Trophocosta nummifera

Scientific classification
- Domain: Eukaryota
- Kingdom: Animalia
- Phylum: Arthropoda
- Class: Insecta
- Order: Lepidoptera
- Family: Tortricidae
- Genus: Trophocosta
- Species: T. nummifera
- Binomial name: Trophocosta nummifera (Meyrick, 1910)
- Synonyms: Spatalistis nummifera Meyrick, 1910; Trophocosta multiastra Razowski, 1964; Spatalistis perusta Diakonoff, 1953;

= Trophocosta nummifera =

- Authority: (Meyrick, 1910)
- Synonyms: Spatalistis nummifera Meyrick, 1910, Trophocosta multiastra Razowski, 1964, Spatalistis perusta Diakonoff, 1953

Species of moth

Trophocosta nummifera is a species of moth of the family Tortricidae. It is found in New Guinea.
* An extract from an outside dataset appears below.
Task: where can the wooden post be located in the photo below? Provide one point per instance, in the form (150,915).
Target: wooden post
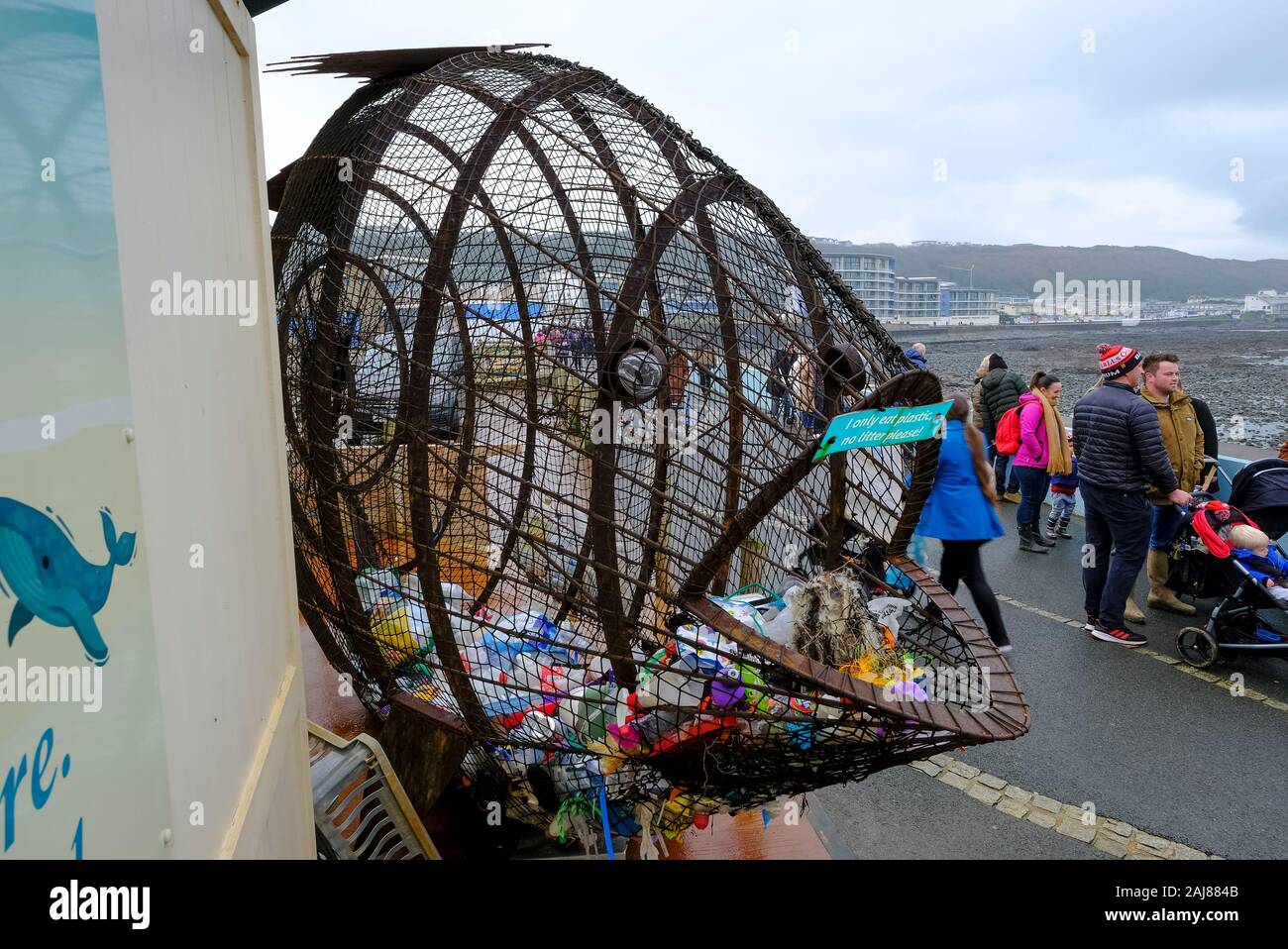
(425,746)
The wingspan is about 11 mm. The forewings are clear yellow, with scattered ferruginous-orange dots and strigula. There are three small patches on the costa at the base, at one-third and beyond the middle, mixed with fuscous and spotted with bright leaden-metallic. There is also a patch on the middle of the dorsum and a large irregular patch on the tornus and lower part of the termen reaching half across the wing. This patch is ferruginous-orange, somewhat mixed with fuscous and spotted with bright leaden-metallic. There are several small pale metallic spots towards the apex. The hindwings are grey, but rather darker posteriorly.